L'Œuvre du Vent - Au bord des Flots - Invocation...
La mer bout ; l’écume saute ;
Chaque lame ferme et haute
Se dressant
Comme un étalon se cabre,
Jette son appel macabre
Et puissant.
L’ouragan dur au pilote
Hurle implacable ou sanglote
Soucieux ;
Et plus d’un char pulvérise,
Tourbillonnant dans la brise,
Ses essieux.
De fantastiques cavales
Bondissent par intervalles
Dans les airs.
Comme un marteau sur l’enclume
Leur galop sonore allume
Mille éclairs.
C’est le vent, le vent rapace,
Qui se lamente et qui passe
Égaré,
Clamant ses fatals mensonges
Par l’espace où tant de songes
Ont erré.
Tel un larron pris en fraude,
C’est le vent amer qui rôde
Et s’enfuit ;
Qui, partout insaisissable,
Frôle les grèves de sable
Et de nuit.
O vent, que tes cris sont rauques,
Quand deviennent les flots glauques
Belliqueux !
Arrondissant leurs volutes,
Vent maudit, comme tu luttes
Avec eux !
Modèle un poitrail d’écume.
Fais avec l’embrun qui fume
Des naseaux.
Ton coursier d’apocalypse
Au moindre obstacle s’éclipse
Sous les eaux.
Creuse des ravins. Élève
Des montagnes. Peine et rêve
Superflus !
Par toi-même nivelées,
Les cimes et les vallées
Ne sont plus.
Crée, invente des chimères ;
Tes œuvres sont éphémères.
Décevant
Est l’effort de ton génie,
Et la Nature te nie,
Triste vent.
A l’horizon clair ou pâle,
Ce qu’ébauche un souffle, un râle
Le détruit ;
Et de ton labeur funeste,
O vent du large, il ne reste
Qu’un vain bruit.
C’est pourquoi, fou de colère,
Vers un récif séculaire,
Par momens
Dirigeant les pêcheurs blêmes,
Tu te grises de blasphèmes
Véhémens.
C’est pourquoi haineux, farouche,
Afin que la barque touche
Aux écueils,
Voilant de brume les astres,
Tu complètes les désastres
Par les deuils.
Et, saturant d’acres baves
Les cadavres, les épaves,
C’est pourquoi
Traduite en plaintes funèbres,
Toute l’horreur des ténèbres
Vibre en toi !
Grave cette heure unique en ta morne pensée,
Poète, dont la vie est par tous offensée.

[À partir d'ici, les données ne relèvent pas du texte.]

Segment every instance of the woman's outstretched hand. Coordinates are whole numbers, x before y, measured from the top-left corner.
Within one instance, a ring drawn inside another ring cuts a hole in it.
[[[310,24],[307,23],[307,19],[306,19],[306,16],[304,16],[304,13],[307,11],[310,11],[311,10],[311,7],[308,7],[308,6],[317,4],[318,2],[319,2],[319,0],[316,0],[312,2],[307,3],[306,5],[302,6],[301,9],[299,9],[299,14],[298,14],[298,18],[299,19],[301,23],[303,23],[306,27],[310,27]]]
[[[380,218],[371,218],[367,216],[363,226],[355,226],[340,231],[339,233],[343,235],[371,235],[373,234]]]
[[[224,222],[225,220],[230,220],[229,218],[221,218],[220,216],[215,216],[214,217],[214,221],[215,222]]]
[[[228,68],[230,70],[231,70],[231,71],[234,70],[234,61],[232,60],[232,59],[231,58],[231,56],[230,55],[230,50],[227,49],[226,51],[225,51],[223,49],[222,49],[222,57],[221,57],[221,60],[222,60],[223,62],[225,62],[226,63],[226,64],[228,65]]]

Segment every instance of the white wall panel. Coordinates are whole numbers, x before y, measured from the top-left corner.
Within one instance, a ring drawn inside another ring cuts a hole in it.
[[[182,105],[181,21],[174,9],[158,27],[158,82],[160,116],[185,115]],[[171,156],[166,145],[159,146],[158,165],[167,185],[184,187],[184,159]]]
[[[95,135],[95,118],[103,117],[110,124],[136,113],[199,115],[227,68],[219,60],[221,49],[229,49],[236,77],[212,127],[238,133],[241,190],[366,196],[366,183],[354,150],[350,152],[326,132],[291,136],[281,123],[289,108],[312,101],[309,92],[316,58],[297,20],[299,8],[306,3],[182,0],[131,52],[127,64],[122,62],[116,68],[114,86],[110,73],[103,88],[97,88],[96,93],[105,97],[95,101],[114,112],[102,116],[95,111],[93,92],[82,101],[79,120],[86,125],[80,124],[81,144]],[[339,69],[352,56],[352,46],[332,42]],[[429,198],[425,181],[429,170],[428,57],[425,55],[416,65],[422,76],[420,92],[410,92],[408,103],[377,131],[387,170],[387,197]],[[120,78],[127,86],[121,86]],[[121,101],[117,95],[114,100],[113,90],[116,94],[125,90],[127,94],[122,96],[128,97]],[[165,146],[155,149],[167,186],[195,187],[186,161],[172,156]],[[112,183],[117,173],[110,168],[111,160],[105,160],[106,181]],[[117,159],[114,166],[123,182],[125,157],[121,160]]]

Laisse ton rêve au gré d’un souffle errer encor
Et, tel que la mouette au fatidique essor
D’un vol souple effleurant les écumes marines,
Toi dont un vent léger dilate les narines,
Accompagne d’élans désormais superflus
Le rythme fabuleux du flux et du reflux.
Savoure l’heure unique et trop vite envolée,
Poète, dont la joue est de larmes brûlée,
Comme si l’acre encens qui parfume la mer
A tes vains pleurs avait mêlé son sel amer.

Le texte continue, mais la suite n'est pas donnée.